Ralph Vacca, retired from decades as general manager of the WTBOA, sympathized with Seabeck’s feelings, while recognizing they reflected his nature and his well-developed loyalty to the eastern part of the state.

“He was a forward thinking, out-of-the-box guy, a mover and a shaker,” Vacca said, “a little bit out in front of the pack. He was progressive at a time when the politicians were more conservative. So people in the industry on the West Side believed ‘we can’t expand gambling.’ But Jim was a thinker and a doer, someone who would call up and say ‘We’ve got to do this, and we’ve got to do that.’”

And for Jim Seabeck, doing things is what he did.

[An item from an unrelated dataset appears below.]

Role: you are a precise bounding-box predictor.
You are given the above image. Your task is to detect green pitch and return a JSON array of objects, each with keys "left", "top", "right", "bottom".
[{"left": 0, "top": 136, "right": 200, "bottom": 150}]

A lifelong love of information has led Jim Price to a long career in a variety of media-related fields that include horse racing, professional baseball, daily newspapers and collegiate athletics. His experience includes 14 years as publicist and track announcer at Spokane’s Playfair Race Course, along with several years at Portland Meadows and tours of duty in California, Arizona, Nevada and Chicago’s Arlington Park. He spent more than a decade as an editor and writer for The Spokesman-Review. In retirement, he has served on the Spokane Historic Landmarks Commission and has written and lectured on local horse racing and baseball history. In addition, he has completed research for a biography of the jazz singer Mildred Bailey. In 2014, he received the WTBOA’s Mark Kaufman Media Award.